First-principle oligopeptide structural optimization with physical prior mean-driven Gaussian processes: a test of synergistic impacts of the kernel functional and coordinate system†
Abstract
First-principle molecular structural determination is critical in many aspects of computational modeling, and yet, the precise determination of a local minimum for a large-sized organic molecule is time-consuming. The recently developed nonparametric model, the physical Gaussian Processes (GPs) with physics-informed prior mean function, has demonstrated its efficiency in exploring the potential-energy surfaces and molecular geometry optimizations. Two essential ingredients in physical GPs, the kernel functional and the coordinate systems, could impact the optimization efficiency, and yet the choice of which on the model performance has not yet been studied.
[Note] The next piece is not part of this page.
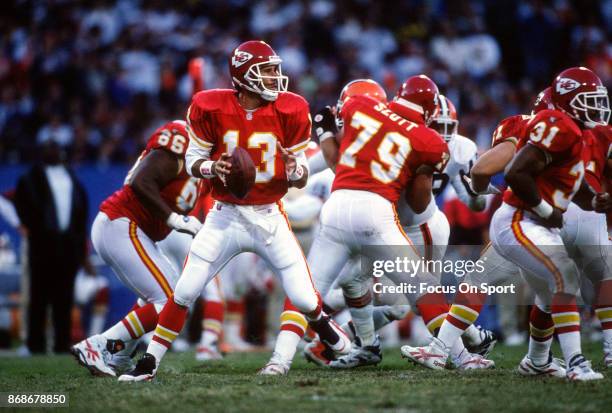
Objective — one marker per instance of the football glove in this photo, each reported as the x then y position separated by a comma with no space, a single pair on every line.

In this work, we constructed a testing dataset consisting of 20 oligopeptides and performed a systematic investigation using various combinations of coordinates (structural descriptors) and kernel functionals to optimize these biologically interesting molecules to local minima at the density-functional tight-binding (DFTB) quantum mechanical level. We conclude that the combination of the kernel functional form and coordinate systems matter significantly in model performance as well as its robustness in locating local minima. For our testing set, the synergy between the periodic kernel and the non-redundant delocalized internal coordinates yields the best overall performance for physical GPs, significantly superior to other choices.